Russia may not stop with Ukraine – NATO looks to its weakest link
NEXT TARGET?
Crucial for the Baltics is the land link between Kaliningrad and Belarus. Called the Suwalki Gap, its seizure would cut the Baltic states off.
"Putin could quickly seize the Suwalki Gap," said Domroese, the retired German general, adding this will not happen today or tomorrow, "but it could happen in a few years."
Putin's recent actions have not all been predictable. He put Russia's nuclear forces on high alert on Feb. 28, with rhetoric that Stoltenberg told Reuters is "dangerous, it's reckless."
The Kremlin did not respond to a request for comment. Putin says Russia's concerns expressed over three decades about NATO's expansion were dismissed by the West, and post-Soviet Russia was humiliated after the 1991 fall of the Soviet Union.

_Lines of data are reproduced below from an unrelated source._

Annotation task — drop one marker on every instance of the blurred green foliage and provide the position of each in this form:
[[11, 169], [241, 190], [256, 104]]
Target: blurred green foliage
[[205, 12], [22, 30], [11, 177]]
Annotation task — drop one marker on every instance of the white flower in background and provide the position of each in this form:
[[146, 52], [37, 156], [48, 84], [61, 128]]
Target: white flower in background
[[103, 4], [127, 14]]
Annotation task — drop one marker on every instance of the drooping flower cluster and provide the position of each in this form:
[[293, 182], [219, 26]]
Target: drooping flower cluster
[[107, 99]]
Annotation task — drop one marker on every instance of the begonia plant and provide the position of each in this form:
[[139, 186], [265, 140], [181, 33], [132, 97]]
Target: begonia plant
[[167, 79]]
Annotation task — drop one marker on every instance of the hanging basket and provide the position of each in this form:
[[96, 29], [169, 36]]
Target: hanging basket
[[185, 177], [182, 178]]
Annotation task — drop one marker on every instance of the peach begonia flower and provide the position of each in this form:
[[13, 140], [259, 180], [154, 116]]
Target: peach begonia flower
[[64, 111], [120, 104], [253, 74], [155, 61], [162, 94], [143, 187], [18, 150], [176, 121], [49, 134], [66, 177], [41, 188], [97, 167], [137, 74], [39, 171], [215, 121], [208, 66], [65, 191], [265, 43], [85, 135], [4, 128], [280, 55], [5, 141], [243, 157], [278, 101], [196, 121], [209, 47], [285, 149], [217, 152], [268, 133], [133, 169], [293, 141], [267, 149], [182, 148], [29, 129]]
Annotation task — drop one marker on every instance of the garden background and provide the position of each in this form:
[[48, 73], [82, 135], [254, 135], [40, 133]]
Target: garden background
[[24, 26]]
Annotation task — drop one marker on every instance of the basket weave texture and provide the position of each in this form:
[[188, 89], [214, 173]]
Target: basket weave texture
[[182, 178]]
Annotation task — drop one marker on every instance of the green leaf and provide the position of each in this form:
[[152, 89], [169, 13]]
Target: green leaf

He says NATO, as an instrument of the United States, was building up its military on Ukraine's territory in a way that threatened Russia.
On March 11, Russia's Defence Minister Sergei Shoigu told Putin the West was beefing up military forces close to Russia's Western borders. Putin asked Shoigu to prepare a report on how to respond.
Ukraine's President Volodymyr Zelinskiy has warned that the Baltic states will be Russia's next target. The Baltic Sea is a large and busy shipping market for containers and other cargo, connecting Sweden, Finland, Estonia, Latvia, Lithuania and Russia with the rest of the world.
Hours after Russian missiles first struck Ukrainian cities on Feb. 24, German naval commander Terje Schmitt-Eliassen received notice to sail five warships under his command to the former Soviet Republic of Latvia to help protect the most vulnerable part of NATO's eastern flank.